Buying land in Sweden

How to find and buy land in Sweden as a foreigner

Sweden is a country known for its natural beauty, with forests, lakes, and mountains that offer countless opportunities for outdoor activities and slow nordic living. Buying land in Sweden can provide a peaceful and scenic place to live, as well as a potential source of income through tourism.

For me, it all started with the desire to have a second home close to nature, and Google translated “buy a forest” into Swedish, and pasted it into Google.

How to find cheap land for sale in Sweden

Through my initial Google searches and translating “buy a forest”, I found a site/app called Hemnet. The equivalent for UK folks would be Rightmove.

On the app and website, you can search for “Tomter” (empty plots), “Gård/skogar” (farm/forest). You can draw on a map or enter the “län” (county), or the “kommun” (council) and sort by price etc. Everything is in Swedish, so you have to Google translate your way out of it. Once you have a set of defined criteria, you can save the search and get emails sent when new plots come up for sale.

Real estate site in Sweden

Which areas should you look for?

There are obviously no right or wrong answers to this question. It all depends.

It was a matter of distance to Copenhagen (my home), and how far I would want to drive back and forth – about 2-3 hours. I had no initial preference for the area but had criteria for the land itself.

My best advice: keep an open mind.

Sweden is huge and nature is here, there and everywhere. The further north, the more spectacular landscape you will get (in my opinion) and you can experience the midnight sun, aurora borealis, excellent skiing etc. There are also plenty of airports and train tracks throughout Sweden making it easier to access different parts of the country – depending on where you live.

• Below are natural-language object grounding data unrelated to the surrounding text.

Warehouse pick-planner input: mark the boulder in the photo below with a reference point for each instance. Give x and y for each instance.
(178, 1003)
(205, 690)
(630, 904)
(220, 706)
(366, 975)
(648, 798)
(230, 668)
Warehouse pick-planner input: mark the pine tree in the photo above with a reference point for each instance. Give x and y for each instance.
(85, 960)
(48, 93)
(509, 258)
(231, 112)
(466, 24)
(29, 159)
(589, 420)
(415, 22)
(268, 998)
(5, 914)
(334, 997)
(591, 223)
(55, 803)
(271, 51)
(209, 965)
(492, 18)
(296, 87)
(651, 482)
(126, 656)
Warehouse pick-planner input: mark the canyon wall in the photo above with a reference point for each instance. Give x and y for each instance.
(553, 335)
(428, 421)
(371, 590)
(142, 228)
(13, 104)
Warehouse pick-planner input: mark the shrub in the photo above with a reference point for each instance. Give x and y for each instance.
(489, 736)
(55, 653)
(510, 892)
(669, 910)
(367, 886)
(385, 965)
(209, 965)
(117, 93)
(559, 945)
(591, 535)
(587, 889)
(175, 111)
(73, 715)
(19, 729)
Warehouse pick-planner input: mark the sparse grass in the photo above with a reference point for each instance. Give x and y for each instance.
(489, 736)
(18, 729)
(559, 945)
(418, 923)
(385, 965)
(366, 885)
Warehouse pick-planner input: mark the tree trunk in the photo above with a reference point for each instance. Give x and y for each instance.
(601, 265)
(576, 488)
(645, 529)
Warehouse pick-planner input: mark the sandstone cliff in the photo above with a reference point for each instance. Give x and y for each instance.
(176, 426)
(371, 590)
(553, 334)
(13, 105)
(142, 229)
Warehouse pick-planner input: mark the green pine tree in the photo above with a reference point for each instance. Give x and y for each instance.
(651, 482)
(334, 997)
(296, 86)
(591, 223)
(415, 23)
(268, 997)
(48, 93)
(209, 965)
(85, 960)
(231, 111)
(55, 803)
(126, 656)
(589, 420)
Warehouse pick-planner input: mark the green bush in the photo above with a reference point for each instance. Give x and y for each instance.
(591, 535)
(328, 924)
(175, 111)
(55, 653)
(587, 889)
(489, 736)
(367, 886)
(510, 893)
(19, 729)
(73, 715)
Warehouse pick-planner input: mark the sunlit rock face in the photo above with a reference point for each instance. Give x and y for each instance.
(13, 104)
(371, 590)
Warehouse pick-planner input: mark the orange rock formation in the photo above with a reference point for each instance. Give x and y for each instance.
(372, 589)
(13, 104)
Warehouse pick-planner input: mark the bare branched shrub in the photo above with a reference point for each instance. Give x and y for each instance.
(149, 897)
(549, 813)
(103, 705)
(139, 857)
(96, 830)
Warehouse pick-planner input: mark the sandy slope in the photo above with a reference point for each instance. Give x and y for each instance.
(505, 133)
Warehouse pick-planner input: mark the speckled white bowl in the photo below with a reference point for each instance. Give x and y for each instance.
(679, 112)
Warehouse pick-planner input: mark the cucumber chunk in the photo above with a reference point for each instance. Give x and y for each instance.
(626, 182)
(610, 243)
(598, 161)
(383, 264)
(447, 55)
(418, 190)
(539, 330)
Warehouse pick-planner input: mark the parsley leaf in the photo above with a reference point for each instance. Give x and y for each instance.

What about real estate agents?

Of course, there are plenty of local Swedish “fastighetsbyrån” (estate agents), but as a foreigner, it’s much easier to find the available plots and properties on a site like Hemnet, instead of researching local estate agents.

land for sale in Sweden
Here’s an example of land for sale in Sweden. Large enough to be interesting for logging or investment.

I found my land advertised by a Danish estate agent called Dansk Ejendoms Consult. They primarily focus on Danes buying in Sweden. The reason for their existence is, that Danes through generations have enjoyed vacationing in Sweden. As primitive properties (called “ødegårde” in Danish) have been cheap for decades, many have chosen to buy their summerhouse in Sweden instead of Denmark where you won’t find the exact nature, plot sizes and distance to neighbours ( prices). It’s a large community that calls themselves “danske torpare” (“torp” meaning a smaller agricultural property).

It’s my impression that most people, both Danes and Swedes, chose to buy a house instead of land. The people buying land will more likely do it for investment (tax-free), hobbies (hunting) or industrial purposes (logging). Therefore you will find lots of huge plots on sale, and fewer of the more digestible ones (price and size).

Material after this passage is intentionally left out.